Have tried to avoid quoting as much as poss, as some people have complained.
gaussianum:
Yes, I have heard of Zeiss.
The thing is, you can compensate for an equipments 'quirks'.
However, this takes time and familiarity. Thee Soviets didn't usually have long in their equipment though, the Germans did.
I know what you mean, but it takes a huge difference in skill/technology to offset not much numerical superiority.
I wanted to make this all on aircraft, then set up another similar thread on WW2 General, but I thought this would be tidier?
I can still do that if people want?
loomaluftwaffe:
they wouldnt make it more complicated without making it better
Sometimes that is exactly what happened! The Merritt-Brown botch-up on the TigerI+ is a good example.
The twitchiness is fine for elites, but denying you have novices is asking for defeat.
Soviet equipment, whilst being simple, is certainly not comfortable.
(Something Allied equipment seemed to be).
R988:
The PPSh41 vs MP40 thing is a matter of opinion/situation. Some Soviets much preffered the MP40 to the PPSh and vice-versa. Also a soldier armed with a bolt-action rifle is gonna dump it for an SMG in a street-fighting situation anyway.
The Luger was a horrible weapon in WW2. Even SAS soldiers nicked them, but soon learnt not to.
I think the Me109 was actually good at landing. Taking off, especially in the Gustav onwards, was where the damage was done.
The Soviet's thoughts? "The death of one is a tradgedy..."
Erich:
none of the Soviet equipments were superior to anything of the Wehrmacht
Nothing?? Not the T34 over the PzIII/IV?? Or the SVT 40 Dogwalker mentioned over the G41??
These were obviously superior, else why would the Germans copiy them??
BTW: Not too well known is that some T34 attributes came from the PzIII!
syscom3:
The wheels are called bogies, but you can call them wheels and still remain accurate.
If an inner wheel had a problem then yes, it was a pain to fix.
The main problem is being close together caused them to clog.
KraziKanuK:
Are those prices accurate? If they are, thanks.
I can never understand why the Panther cost half the man-hours of the Tiger
, but the quality was far, far inferior. It was even far worse than Soviet quality at times!!
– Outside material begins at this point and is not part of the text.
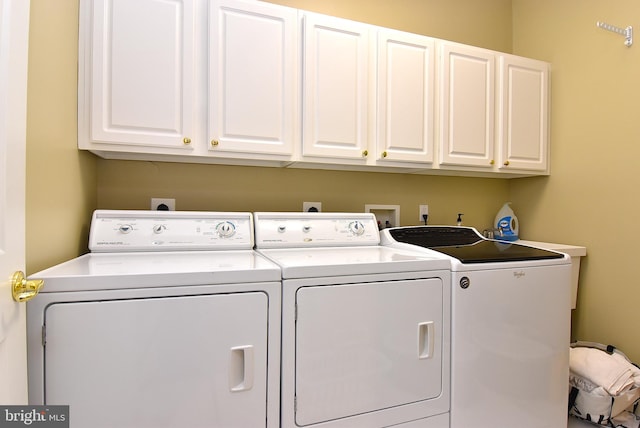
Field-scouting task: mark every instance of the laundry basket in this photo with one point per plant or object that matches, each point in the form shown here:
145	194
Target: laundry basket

This is another problem with complicated designs. Not only do they need highly skilled operators, but a highly skilled workforce and loborious construction too.
It's weird the Panther costing more $ than the Tiger.
I follow your point
Erich. The workforce had to be happy, something I know the English made sure of.
The heavy Panzers should have had better powertrains too, you can thank a bean-counting screw-up for that one.
I agree with you
Twitch, but you need good equipment. Would you take on AK47's with a baseball bat? - Kudos if you would BTW!
Hitler had some right ideas IMHO
loomaluftwaffe. It was he that wanted the T34 copying, who ordered the Tiger and who wanted the PzIII to originally carry a 50mm L60.
He was overruled and these cost Germany dear.
All this talk about Soviet peasants doing the fighting. The Volksturm, Luftwaffe groundcrew and Hitler Jugend seem to be forgotten?